Witch-hunting was common in 15th-century Florence. It could conveniently be combined with another favourite activity—bonfires. Once caught, tried and tortured witches were burned for the entertainment and edification of the people.
Celestina, working in the bakery on the Via Scalia in 1491, hears the Montenina bell ring to signify the death of not one witch but three. She is drawn out into the street despite her grandmother’s protests and encounters a crowd celebrating the arrival of the Reform. It is the youth of Florence gathering into an informal army to seek and destroy witches. Celestina, heartbroken at the death of her father killed because of his association with a witch, joins them intent on killing that witch. But Celestina’s beauty has attracted Rinaldo, a rock cutter longing to be an artist. He believes her to be his muse.

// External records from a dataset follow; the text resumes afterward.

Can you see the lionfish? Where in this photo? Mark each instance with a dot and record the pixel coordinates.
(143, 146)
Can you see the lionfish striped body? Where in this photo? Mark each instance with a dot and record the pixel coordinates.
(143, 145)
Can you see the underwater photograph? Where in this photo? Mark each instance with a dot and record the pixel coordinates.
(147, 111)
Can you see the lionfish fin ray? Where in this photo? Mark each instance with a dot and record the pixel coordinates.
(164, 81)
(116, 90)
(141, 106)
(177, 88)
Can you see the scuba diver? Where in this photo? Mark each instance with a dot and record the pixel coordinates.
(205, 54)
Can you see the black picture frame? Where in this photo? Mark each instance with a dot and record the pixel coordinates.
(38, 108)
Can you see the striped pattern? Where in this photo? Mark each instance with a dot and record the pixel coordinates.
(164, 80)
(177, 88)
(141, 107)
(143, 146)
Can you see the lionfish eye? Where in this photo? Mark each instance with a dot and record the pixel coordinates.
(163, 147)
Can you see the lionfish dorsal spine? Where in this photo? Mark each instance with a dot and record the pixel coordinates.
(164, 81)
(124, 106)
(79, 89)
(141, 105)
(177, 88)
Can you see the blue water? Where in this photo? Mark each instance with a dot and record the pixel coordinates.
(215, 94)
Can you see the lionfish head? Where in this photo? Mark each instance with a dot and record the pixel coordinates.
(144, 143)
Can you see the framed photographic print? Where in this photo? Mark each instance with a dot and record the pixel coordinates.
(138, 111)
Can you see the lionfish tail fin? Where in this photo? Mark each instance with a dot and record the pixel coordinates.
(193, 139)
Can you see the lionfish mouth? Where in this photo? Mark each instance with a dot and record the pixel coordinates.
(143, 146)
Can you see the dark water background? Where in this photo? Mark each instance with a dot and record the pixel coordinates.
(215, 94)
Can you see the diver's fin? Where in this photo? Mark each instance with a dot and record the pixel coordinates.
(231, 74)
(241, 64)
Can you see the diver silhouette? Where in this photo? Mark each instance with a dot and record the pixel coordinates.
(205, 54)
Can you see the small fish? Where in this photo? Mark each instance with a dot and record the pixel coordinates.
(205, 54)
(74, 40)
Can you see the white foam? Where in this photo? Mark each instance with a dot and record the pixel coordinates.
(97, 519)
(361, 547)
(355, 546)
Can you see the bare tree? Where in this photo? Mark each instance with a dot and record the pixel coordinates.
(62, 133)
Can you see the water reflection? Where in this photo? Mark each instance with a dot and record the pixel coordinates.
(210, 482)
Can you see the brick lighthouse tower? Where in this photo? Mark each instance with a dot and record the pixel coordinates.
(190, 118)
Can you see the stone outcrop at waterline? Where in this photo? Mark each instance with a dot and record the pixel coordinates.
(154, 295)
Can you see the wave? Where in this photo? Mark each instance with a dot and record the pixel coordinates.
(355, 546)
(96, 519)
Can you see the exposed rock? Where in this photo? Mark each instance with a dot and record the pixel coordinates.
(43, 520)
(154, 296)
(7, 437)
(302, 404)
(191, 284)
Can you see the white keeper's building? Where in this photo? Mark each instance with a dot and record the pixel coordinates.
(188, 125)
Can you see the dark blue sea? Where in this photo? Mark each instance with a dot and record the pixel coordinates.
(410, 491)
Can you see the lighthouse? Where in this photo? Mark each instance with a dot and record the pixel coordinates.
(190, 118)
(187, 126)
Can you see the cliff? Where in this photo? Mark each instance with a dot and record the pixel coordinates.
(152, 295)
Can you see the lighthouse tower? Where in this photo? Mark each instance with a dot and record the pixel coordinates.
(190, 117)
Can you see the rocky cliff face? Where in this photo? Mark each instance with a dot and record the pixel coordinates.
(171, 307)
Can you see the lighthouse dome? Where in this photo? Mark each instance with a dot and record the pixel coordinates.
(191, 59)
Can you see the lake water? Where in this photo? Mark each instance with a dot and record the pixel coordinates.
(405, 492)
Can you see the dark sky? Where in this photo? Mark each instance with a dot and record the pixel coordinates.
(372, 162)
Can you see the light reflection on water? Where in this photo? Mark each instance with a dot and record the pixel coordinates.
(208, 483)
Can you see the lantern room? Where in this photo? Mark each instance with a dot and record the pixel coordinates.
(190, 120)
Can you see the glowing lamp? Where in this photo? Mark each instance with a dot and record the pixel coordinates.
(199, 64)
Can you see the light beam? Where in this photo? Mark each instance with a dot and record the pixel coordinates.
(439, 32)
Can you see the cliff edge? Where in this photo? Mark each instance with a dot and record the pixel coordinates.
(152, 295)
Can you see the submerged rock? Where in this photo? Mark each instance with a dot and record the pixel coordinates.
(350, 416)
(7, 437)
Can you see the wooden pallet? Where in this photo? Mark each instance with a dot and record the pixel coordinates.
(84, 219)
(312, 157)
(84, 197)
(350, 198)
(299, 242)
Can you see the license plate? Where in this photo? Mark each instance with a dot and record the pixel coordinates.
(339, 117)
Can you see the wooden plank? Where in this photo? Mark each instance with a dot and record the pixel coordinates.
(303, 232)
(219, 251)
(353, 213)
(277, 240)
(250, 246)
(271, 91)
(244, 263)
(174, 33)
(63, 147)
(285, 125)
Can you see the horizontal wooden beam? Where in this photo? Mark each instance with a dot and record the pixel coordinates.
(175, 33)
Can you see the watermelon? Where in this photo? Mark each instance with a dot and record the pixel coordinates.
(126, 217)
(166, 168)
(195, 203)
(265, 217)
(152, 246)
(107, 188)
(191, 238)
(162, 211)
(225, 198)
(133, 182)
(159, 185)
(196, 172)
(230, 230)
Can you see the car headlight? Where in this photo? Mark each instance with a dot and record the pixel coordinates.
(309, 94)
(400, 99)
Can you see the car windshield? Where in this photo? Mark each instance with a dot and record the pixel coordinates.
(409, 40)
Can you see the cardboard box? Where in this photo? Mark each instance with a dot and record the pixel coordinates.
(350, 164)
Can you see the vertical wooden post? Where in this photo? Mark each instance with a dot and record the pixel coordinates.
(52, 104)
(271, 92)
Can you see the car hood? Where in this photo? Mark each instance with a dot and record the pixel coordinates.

Together they face impossible odds searching for the witch responsible for her father’s death. Rinaldo sees treasured artworks destroyed by the mob. Celestina herself is accused of witchcraft. Venerated figures within the church turn out not to be the virtuous figures they appeared to be. Evil abounds, and the reader becomes very aware that the Italian Renaissance was not all enlightenment.
Pedersen shows deep feeling for both the period and the fate of women accused of witchcraft. Her research into the art and discoveries of 15th-century northern Italy provides a strong foundation for the novel. Also, her narrative skill as she reveals the fear and ignorance of the time provide us with a well-balanced and absorbing read.